Le fait que certaines émissions obligataires soient aujourd’hui sursouscrites jusqu’à dix fois illustre à quel point le sentiment de marché s’est retourné. Après plus d’une décennie de taux proches de zéro, les obligations en zone euro offrent de nouveau des rendements, autour de 3 % à 4 % pour le crédit investment grade début 2026. Les flux reviennent donc rapidement. Pour Gaëlle Malléjac, CIO d’Ostrum Asset Management, il s’agit de bien plus qu’un simple ajustement tactique.
Dans un entretien avec Investment Officer, Gaëlle Malléjac souligne que les spreads actuels peuvent sembler historiquement faibles, du moins sur le papier, mais que cette lecture est trompeuse. Les facteurs techniques jouent un rôle déterminant dans l’environnement actuel. Lorsqu’une émission attire une demande largement supérieure à l’offre, les investisseurs non servis se repositionnent immédiatement sur les opérations suivantes, créant un effet d’entraînement qui entretient la compression des spreads. « Ces facteurs techniques sont très puissants », insiste le CIO.
Le phénomène est renforcé par un niveau d’épargne toujours élevé en zone euro, pouvant atteindre 15 % du revenu disponible, selon Eurostat. Ces capitaux continuent de se diriger vers les marchés obligataires, alimentant une pression acheteuse persistante.
Mais cet effet boule de neige n’est pas sans conséquence pour les investisseurs. La sursouscription massive et le repositionnement quasi automatique sur les émissions suivantes tendent à comprimer les spreads indépendamment du risque fondamental. À court terme, cela soutient la performance, mais cela réduit aussi les marges de sécurité. Le risque est moins celui d’une dégradation immédiate du crédit que celui d’un ajustement plus brutal si les flux venaient à ralentir. Dans un marché largement porté par la liquidité, les prix peuvent ainsi s’écarter temporairement des fondamentaux, rendant les phases de correction potentiellement plus rapides.
Des marchés dominés par les flux
Cette domination des flux marque une rupture avec les cycles précédents, où les spreads reflétaient plus directement les fondamentaux économiques et la qualité des émetteurs. L’évaluation du risque devient aujourd’hui plus complexe, car elle doit intégrer à la fois les fondamentaux et la dynamique de marché. Pour les investisseurs, cela implique d’adapter les grilles d’analyse et d’accepter une plus grande incertitude dans l’interprétation des signaux.

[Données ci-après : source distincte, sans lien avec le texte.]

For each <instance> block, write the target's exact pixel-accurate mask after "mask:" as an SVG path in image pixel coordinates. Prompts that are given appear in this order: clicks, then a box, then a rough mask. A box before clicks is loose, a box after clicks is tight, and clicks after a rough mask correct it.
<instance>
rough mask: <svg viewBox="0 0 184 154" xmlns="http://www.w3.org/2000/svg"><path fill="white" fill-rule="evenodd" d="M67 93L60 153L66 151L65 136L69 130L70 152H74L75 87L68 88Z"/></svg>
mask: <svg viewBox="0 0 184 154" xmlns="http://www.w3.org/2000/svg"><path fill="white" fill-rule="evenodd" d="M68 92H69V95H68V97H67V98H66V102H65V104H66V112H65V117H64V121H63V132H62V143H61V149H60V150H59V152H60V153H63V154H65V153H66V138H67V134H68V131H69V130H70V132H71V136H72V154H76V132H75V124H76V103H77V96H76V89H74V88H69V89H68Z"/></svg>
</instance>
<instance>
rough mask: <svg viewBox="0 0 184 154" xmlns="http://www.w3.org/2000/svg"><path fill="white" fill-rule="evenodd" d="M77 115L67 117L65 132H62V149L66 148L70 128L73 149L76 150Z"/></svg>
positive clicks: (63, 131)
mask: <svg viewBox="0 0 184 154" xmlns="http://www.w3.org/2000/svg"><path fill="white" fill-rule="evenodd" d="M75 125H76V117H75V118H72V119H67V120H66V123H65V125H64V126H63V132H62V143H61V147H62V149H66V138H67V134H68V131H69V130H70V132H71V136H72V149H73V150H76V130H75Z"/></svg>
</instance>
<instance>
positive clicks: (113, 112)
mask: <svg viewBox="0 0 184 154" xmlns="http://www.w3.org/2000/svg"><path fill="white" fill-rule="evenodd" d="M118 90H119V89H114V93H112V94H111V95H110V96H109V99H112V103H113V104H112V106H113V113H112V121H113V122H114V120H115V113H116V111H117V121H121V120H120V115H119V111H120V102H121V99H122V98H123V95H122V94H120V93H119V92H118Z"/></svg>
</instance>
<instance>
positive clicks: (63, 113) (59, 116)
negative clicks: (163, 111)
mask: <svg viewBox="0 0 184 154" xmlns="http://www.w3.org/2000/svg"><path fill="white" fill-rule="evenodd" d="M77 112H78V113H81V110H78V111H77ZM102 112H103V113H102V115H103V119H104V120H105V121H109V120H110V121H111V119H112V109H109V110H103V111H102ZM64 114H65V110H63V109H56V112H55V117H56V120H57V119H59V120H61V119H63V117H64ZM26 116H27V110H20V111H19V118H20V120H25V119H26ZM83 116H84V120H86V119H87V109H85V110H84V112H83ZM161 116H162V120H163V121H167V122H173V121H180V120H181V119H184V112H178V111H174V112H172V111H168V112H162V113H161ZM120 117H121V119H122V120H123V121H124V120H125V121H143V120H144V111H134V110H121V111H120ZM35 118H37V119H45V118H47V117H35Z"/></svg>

Le changement est également visible dans les portefeuilles. Avec la remontée des taux, les investisseurs allongent la duration de leurs portefeuilles obligataires afin de capter des rendements redevenus attractifs. Là où les obligations servaient auparavant à compenser un manque de rendement, il s’agit désormais de tirer parti d’un portage à nouveau lisible. Ce mouvement est particulièrement marqué chez les assureurs, observe Gaëlle Malléjac. Pour eux, les obligations représentent traditionnellement entre 50 % et 70 % des portefeuilles, un poids qui avait été réduit pendant la période de taux bas, les contraignant à se tourner vers des actifs plus risqués ou moins liquides. Avec le retour de rendements positifs, les investisseurs réallouent progressivement leurs encours vers le crédit, sans pour autant retrouver immédiatement ces niveaux historiques.
Le crédit retrouve un rôle structurant dans les portefeuilles
Selon Gaëlle Malléjac, cette période a entraîné des décalages entre actifs et passifs. Avec le retour de rendements obligataires positifs, le crédit peut à nouveau occuper une place centrale, plutôt que de jouer un rôle par défaut. Cette réallocation répond aussi à une logique de gestion du passif : la remontée des taux permet de reconstruire des portefeuilles obligataires plus cohérents avec les engagements de long terme.
Cela ne signifie pas pour autant un retour aux approches traditionnelles. « Nous ne pouvons plus gérer objectif par objectif, ni classe d’actifs par classe d’actifs », rappelle-t-elle. La construction de portefeuille évolue en effet vers une approche plus intégrée, dans laquelle les décisions sont prises à l’échelle du portefeuille global. Les investisseurs raisonnent moins en silos par classe d’actifs et davantage en arbitrant entre rendement, risque et liquidité.
Le retour des obligations redonne de la visibilité sur le rendement, mais impose également une analyse plus fine de sa robustesse dans un marché largement soutenu par les flux. Pour Gaëlle Malléjac, ce basculement est durable : le crédit redevient un point d’ancrage dans un environnement plus exigeant.